When people think of museums, they often imagine climate-controlled galleries or quiet halls lined with art. What they rarely picture are the hands that build them – the carpenters, welders, brick workers, metal fabricators, clay specialists, rammed-earth builders, and designers whose work creates the physical world that visitors eventually encounter.

In Benin City, hundreds of these artisans have been central to the making of the MOWAA campus – long before any artist, curator or scholar steps inside.

One of MOWAA’s core commitments has been to ensure that the Museum is built with local skills, local materials and locally-sourced labour. From the rammed-earth walls to custom metalwork, handcrafted tiles, and bespoke wood joinery, MOWAA’s construction is a celebration of Edo craftsmanship.

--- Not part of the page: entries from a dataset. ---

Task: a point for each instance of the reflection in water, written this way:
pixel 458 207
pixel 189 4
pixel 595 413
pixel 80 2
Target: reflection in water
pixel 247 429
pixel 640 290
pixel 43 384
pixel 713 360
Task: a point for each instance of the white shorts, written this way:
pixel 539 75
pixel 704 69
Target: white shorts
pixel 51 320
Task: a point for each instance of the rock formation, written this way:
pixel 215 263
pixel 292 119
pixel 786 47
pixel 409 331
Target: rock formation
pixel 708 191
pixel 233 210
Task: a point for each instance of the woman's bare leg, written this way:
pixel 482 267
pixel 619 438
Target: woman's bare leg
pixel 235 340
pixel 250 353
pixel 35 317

More than 1,000 artisans have worked on the campus to date, many of whom were trained on-site in areas like rammed earth construction; high-precision carpentry; museum-grade metal fabrication; conservation-standard storage building; stone finishing; and eco-responsible landscaping.

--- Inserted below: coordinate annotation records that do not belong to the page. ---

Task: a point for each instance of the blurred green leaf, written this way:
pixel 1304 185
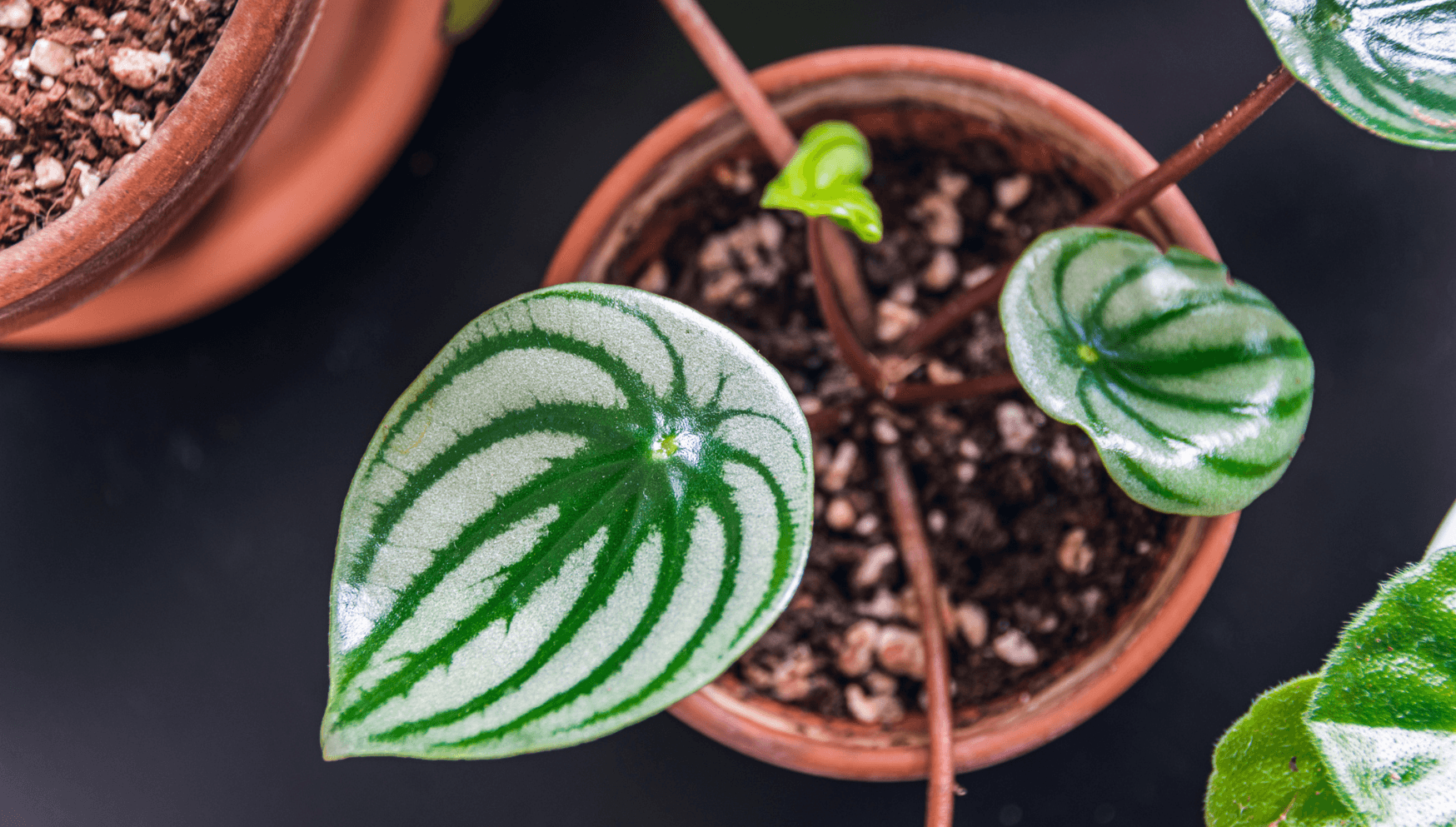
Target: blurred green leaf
pixel 1386 64
pixel 1194 387
pixel 825 178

These are not temporary jobs – they are skills that last a lifetime.

Benin’s heritage is rich with artisanal traditions – from the famed bronze casters of Igun Street to the woodcarvers and guilds whose work shaped centuries of cultural expression.

MOWAA’s building process intentionally integrates this lineage. The rammed-earth technique used in the Institute echoes traditional West African building approaches, while meeting global standards of durability and environmental responsibility. It is a powerful symbol: Benin’s past literally supports Benin’s future.

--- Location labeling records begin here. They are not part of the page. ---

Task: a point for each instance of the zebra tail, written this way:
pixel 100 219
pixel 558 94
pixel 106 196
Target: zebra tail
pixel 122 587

In a city where unemployment remains high, the MOWAA project has created meaningful economic opportunities: steady work for artisans over multiple years; apprenticeships for young craftsmen; contracts for local workshops and suppliers; and new expertise that artisans can now export to other projects.

These skills are already being utilised beyond the Museum, with several contractors reporting that MOWAA-trained artisans have been recruited for architectural projects in Edo and neighbouring states.

While public programming has paused temporarily, the economic ecosystem around the campus has continued to grow – construction, landscaping, facilities operations, and campus support personnel remain active.